Kultur ist kein Spielball

Opernsanierung ohne Kompass: Grüne und CDU gefährden den Kulturstandort Stuttgart

Von Nikolai B. Forstbauer

Stuttgart wählt am 26. Mai ein neues Stadtparlament, zeitgleich geht es um die Zusammensetzung des Europaparlaments. Beides Bühnen, um sich warm zu laufen für die eigentlichen Auftritte – die OB-Wahl in Stuttgart 2020 und die Landtagswahl 2021. Noch tut sich nicht viel. Aber der Ton wird rauer. Dabei hält man sich vor allem aufseiten der Stuttgarter CDU an eine alte Regel. Die Lage mit scharfen Worten zu testen geht am besten mit Themen, mit denen man angeblich keine Wahlen ­gewinnt.

Aktuell beliebt: Kultur und deren Kosten. Besonders im Blick: die geplante Sanierung des Opernhauses Stuttgart – Spielstätte für Oper und Ballett – und die Erweiterung des Staatstheater-Areals mit Opernhaus, Schauspielhaus, Werkstätten und Kulissengebäude um 10 500 Quadratmeter Nutzungsfläche. Alles müsse auf den Prüfstand, verkündete die CDU-Rathausfraktion jüngst – und machte offenbar den Parteifreunden im Landtag bei deren grundsätzlicher Kurssuche Mut.

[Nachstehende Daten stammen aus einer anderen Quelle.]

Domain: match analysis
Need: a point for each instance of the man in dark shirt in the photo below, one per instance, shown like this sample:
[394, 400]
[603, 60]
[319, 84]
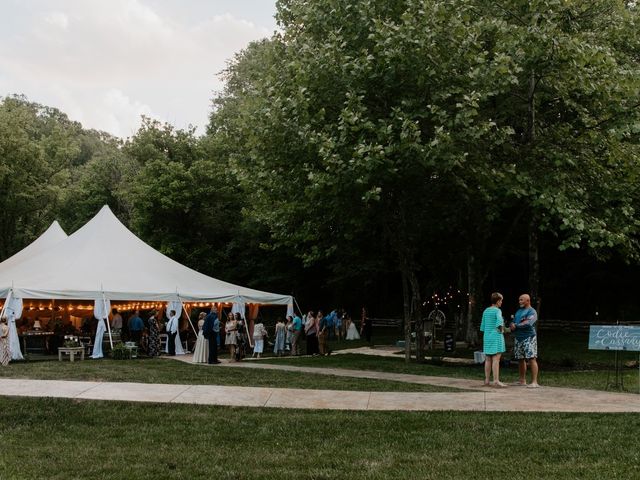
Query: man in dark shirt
[210, 330]
[136, 326]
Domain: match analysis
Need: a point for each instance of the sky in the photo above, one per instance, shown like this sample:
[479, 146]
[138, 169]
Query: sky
[107, 62]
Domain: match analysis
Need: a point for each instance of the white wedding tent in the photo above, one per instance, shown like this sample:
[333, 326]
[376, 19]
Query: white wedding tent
[12, 308]
[53, 235]
[103, 260]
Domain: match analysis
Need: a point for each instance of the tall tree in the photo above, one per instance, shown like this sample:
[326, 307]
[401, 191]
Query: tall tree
[405, 121]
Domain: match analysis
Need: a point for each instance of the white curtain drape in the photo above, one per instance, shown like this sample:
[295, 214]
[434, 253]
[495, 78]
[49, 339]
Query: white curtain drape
[101, 309]
[239, 307]
[13, 312]
[97, 344]
[173, 326]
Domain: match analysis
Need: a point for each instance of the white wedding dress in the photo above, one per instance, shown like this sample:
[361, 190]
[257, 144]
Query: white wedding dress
[352, 332]
[201, 352]
[97, 344]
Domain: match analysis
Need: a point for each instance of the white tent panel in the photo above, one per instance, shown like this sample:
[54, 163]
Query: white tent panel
[105, 258]
[53, 235]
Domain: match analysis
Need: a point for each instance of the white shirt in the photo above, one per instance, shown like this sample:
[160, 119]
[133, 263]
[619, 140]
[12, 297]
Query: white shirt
[172, 325]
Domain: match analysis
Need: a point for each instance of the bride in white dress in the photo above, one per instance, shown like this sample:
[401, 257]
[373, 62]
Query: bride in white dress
[352, 331]
[201, 352]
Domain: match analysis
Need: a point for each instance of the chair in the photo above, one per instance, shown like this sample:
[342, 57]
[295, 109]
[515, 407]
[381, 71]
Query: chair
[86, 343]
[164, 338]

„Wir begrüßen“, ließ die CDU-Abgeordnete Sabine Kurtz wissen, „die Pläne der CDU-Gemeinderatsfraktion, nun sämtliche Optionen zu prüfen. Dazu gehört auch die Möglichkeit eines Neubaus.“ Harmlos kommt der Satz daher, doch er hat es in sich. Kurtz – Vizepräsidentin des Stuttgarter Landtags und Mitglied des Verwaltungsrates der Staatstheater Stuttgart – stellt den Kabinettsbeschluss der grün-schwarzen Koalition im Stuttgarter Landtag von März 2018 infrage.

Man gehe eine „Jahrhundertaufgabe“ an, sagte Ministerpräsident Winfried Kretsch­mann seinerzeit. Doch die 1400 Mitarbeiterinnen und Mitarbeiter der Staatstheater erleben den Weg zur beschlossenen Sanierung als Ausweis des Zauderns. Der Verein Aufbruch Stuttgart nutzt das Vakuum gern. Die Sanierung des Opernhauses sei ein Irrweg, ein Neubau zwingend, heißt die Botschaft. Zeitlich kaum zufällig zieht nun die CDU die Neubau-Option. Und darf sich sicher fühlen. Man will ja nur Gutes. Für dies viele Geld. Im Klartext wechselt man die Pferde, sucht man die Konfrontation mit dem Grünen-OB Fritz Kuhn wie mit dem Koalitionspartner im Land. Und die Grünen? Reagieren­ nicht weniger gereizt.

Kultur aber ist kein Spielball. CDU-Ministerpräsident Lothar Späth prägte in der Allianz von „High Tech und High Culture“ die Identität der Wachstumsregion mit. Und der CDU-Oberbürgermeister Wolfgang Schuster initiierte mit den Neubauten Kunstmuseum, Theaterhaus am Pragsattel und Stadtbibliothek am Hauptbahnhof Ankerprojekte in der Stadtentwicklung. Eine Linie, die Schuster in der Verbindung von Konzerthaus- und Linden-Museum-Neubau am Hauptbahnhof fortführen wollte. Im Hier und Jetzt ist man in Stadt und Land weit von solcher Klarheit entfernt. Damit gefährden Grüne und CDU den Kulturstandort Stuttgart.

Schon jetzt ist sicher: Die Arbeiten im Staatstheater-Areal beginnen nicht vor 2025. Die Weiterentwicklung des Themas Kulturquartier zwischen Staatsgalerie, Stadtpalais, Kunstmuseum, Innenstadtkinos, Kunstgebäude und Staatstheater-Areal aber kann nicht warten. Für die Bürgerinnen und Bürger muss das Kulturquartier als solches erlebbar sein – von parallelen Öffnungszeiten bis hin zu gegenseitigen Ticketvergünstigungen und einem breiten ebenerdigen B-14-Übergang zwischen Staatsgalerie/Musikhochschule und Opernhaus.

Von der Koalition Mutlos zu einem Antritt für die Landeshauptstadt ist es nur ein kleiner Schritt. Mit Zaudern und Nickligkeiten aber verspielt man die Chance.